23 Mutō Ruiko is a long-time antinuclear activist based in Fukushima and a key figure in the movement to hold TEPCO executives and government officials criminally liable. To understand the movement’s evolution from a group of “Complainants” to “Supporters of a Criminal Lawsuit,” see this video at the Fukushima genpatsu keiji soshō shiendan website. For Asia Pacific Journal pieces about Mutō, see Tomomi Yamaguchi’s essay from 2012, Katsuya Hirano’s interview from 2015, and Norma Field’s essay from 2016.

24 Japan’s Basic Law of Education (kyōiku kihonhō) enacted in 1947 was amended under the leadership of Abe Shinzo in 2006 to de-emphasize equality and critical thinking and emphasize “patriotism.” For facts see Wikipedia.

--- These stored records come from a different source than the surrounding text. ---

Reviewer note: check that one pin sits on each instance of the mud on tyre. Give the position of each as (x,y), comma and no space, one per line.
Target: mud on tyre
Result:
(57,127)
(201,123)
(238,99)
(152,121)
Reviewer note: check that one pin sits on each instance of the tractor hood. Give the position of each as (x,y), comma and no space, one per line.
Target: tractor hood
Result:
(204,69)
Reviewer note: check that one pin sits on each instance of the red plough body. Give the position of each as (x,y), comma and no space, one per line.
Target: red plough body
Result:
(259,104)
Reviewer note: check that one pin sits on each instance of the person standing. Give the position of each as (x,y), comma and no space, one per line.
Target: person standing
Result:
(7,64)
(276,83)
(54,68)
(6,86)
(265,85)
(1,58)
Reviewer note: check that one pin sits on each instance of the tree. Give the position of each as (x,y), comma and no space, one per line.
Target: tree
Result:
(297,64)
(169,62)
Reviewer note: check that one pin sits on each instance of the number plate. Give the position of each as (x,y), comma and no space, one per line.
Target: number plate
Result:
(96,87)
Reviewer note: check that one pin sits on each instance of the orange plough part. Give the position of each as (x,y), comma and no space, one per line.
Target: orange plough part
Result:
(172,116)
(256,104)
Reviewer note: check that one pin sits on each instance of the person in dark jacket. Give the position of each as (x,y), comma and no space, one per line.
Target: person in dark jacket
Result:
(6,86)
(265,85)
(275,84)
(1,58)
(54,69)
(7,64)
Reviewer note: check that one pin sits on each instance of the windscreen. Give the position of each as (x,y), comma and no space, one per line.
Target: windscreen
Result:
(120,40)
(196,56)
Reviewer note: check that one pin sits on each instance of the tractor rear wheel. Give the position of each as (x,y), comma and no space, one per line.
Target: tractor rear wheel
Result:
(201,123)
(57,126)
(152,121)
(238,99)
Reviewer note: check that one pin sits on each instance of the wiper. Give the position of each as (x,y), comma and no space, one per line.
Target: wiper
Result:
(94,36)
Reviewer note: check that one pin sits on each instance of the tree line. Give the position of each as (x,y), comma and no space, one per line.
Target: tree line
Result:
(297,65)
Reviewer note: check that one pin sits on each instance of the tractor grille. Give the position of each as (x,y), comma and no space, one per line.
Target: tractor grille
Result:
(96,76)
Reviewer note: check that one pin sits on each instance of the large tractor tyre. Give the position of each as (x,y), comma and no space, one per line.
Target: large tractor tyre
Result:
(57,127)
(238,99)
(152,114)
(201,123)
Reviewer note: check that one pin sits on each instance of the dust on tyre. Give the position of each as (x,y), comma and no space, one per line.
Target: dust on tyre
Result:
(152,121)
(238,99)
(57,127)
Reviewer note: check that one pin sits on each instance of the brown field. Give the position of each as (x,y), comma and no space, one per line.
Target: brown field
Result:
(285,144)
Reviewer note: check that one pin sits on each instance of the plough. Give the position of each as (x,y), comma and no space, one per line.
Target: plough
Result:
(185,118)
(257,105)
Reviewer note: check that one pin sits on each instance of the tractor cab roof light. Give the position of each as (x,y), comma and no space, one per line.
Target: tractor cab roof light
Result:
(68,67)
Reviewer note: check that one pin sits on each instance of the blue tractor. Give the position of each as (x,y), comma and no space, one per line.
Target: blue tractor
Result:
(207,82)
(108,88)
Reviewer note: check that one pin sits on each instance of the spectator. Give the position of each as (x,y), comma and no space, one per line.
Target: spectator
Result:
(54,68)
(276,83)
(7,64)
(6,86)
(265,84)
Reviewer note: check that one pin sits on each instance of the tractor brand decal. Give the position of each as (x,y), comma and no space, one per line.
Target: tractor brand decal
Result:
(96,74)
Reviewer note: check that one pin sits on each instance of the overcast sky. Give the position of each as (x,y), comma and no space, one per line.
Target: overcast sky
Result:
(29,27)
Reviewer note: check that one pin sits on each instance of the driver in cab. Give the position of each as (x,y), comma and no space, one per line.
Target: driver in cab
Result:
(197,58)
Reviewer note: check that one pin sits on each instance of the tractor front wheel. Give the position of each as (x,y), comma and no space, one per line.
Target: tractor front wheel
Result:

For analysis, see McNeill and Lebowitz.

25 “Those who discriminate” can refer to school bullies calling Fukushima evacuees “radioactive,” or people who practice marriage discrimination against prospective partners who have been exposed, or those who exert social pressure on parents who speak openly about thyroid cancer. Norma Field provides an overview and a wealth of citations in her essay “From Fukushima: To Despair Properly, to Find the Next Step.” As Kamanaka notes here, however, the term “discrimination” (sabetsu) has also been appropriated by the pro-nuclear faction to silence those who speak out about radiation’s effects, on the grounds that they too are practicing sabetsu.

26 All four “dispatches” (tsūshin) take the form of documentaries. The four-disc set is available from ILL and also from Kamanaka’s website.

27 Kamanaka’s program about the German fantasy and children’s book author Michael Ende (1929-1995) aired on NHK in May 1999. A book version by Kamanaka’s production company Group Gendai and NHK producer Kawamura Atsunori was published in 2000 by NHK Press. It remains in print in a bunko edition by Kodansha.